At 18 years old, my friend was asked to donate blood by an American Red Cross student volunteer. Initially she said no, but finally made a deal with the volunteer that she would donate if he would do something that made her laugh.
The boy agreed and tried a few unsuccessful jokes, then pretended to trip and rolled down a big hill in front of the surrounding volunteers and donors. My friend decided his actions were silly enough and finally agreed to donate. What she discovered was that donating blood was not as difficult or painful as she imagined it would be.
The American Red Cross says that in order to keep up with the demand they must collect over 15,000 blood donations daily. Giving blood is an easy way to help a friend or stranger and even save a life, particularly in the summer when donations tail off and hospitals’ supplies run low.
Many teens think donating blood is scary or painful. I know the idea frightened me before I started having regular blood work done by my doctor, but giving blood is a simple process.
There is always a need for new donors. Most healthy people have no trouble meeting some basic requirements to give. Young people are often healthy and eligible candidates, so blood banks are especially grateful when young adults begin and become lifelong donors.
However, the Red Cross and other blood donation organizations are faced with a distinct problem every summer, when new donors aren’t being encouraged by school and workplace blood drives.
The summer months are time for vacation and adventure, which unfortunately means donating blood isn’t on the minds of regular donors. With schools closed and people vacationing out of town, the number of donors drops significantly. The blood drives that attract regular donors are usually held in the fall through spring, leaving the summer months with a blood shortage.
Fewer blood donations isn’t the only reason for increased need in the summer. With good weather and longer days, people are out and more active, leading to accidents and injuries, and an increased need for blood.
While there may be fewer organized blood drives in the summer, there are still ways to donate. You can locate donation sites near you on redcross.org and make an appointment or sometimes simply walk in.
Donors have to be 17 years of age to donate in New York State, or 16 with parental consent. You also need to be at least 4’10” and 110 pounds, but for donors under 18 there are some specific weight requirements according to your height.
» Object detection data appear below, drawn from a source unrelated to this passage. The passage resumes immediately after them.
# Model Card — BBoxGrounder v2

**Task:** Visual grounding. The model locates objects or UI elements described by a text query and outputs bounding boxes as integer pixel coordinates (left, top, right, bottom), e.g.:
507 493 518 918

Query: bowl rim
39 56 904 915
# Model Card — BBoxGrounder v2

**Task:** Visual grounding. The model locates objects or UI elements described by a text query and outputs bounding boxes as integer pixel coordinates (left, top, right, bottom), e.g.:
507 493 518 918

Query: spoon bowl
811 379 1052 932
Typically people are eligible to give blood five times a year. There is a waiting period if you have a recent piercing, tattoo, transplant, tuberculosis, or have traveled to a foreign country that puts you at risk for malaria or Leishmanaisis (disease caused by protozoan parasites). Certain medications and illnesses can also delay or prevent blood donations.
Be knowledgeable of your health history when going to donate blood. Potential donors are screened by a series of health-related questions, have their blood pressure measured and finger pricked to test your blood for infectious disease before being cleared to donate.
Your donation will be processed into several components (e.g., red blood cells, plasma, platelets and cryoprecipitate, a concentrated blood component made from plasma). A single blood donation may help up to three different people.
If you fall within certain parameters, you may be asked if you want to donate “double reds.” This process takes twice as many red blood cells as a regular donation. However, hospitals gain more than double the benefits from your donation, and there are some personal benefits too.
Because the double red donation replaces all the liquid portion of your blood (your plasma and platelets along with some saline) after removing the red cells, you may feel more hydrated after your donation.
According to the Red Cross, double red cell donations from Type O donors and donors with Rh-negative blood types play a very important role in maintaining blood supply levels.
For more eligibility information go to the nybloodcenter.org.
As a parent, you can set a good example for your children by donating. Perhaps you can donate together with your older teen and invite him or her to bring along a friend. Indulge yourselves with a tasty treat afterwards.
Everyone can help beat the summer blood shortage. The Red Cross provides more information on student blood donations, being a first time donor and more at redcross.org.
Shannan Costello is interning for Capital Region BOCES Communications Service for a second summer. She is a senior at Marist College where she is majoring in Communications with a concentration in Public Relations and a minor in Global Studies. She enjoys volunteering, fundraising and donating time, much more than donating blood. However, as an almost adult/college graduate, she has finally gotten past her fear of needles.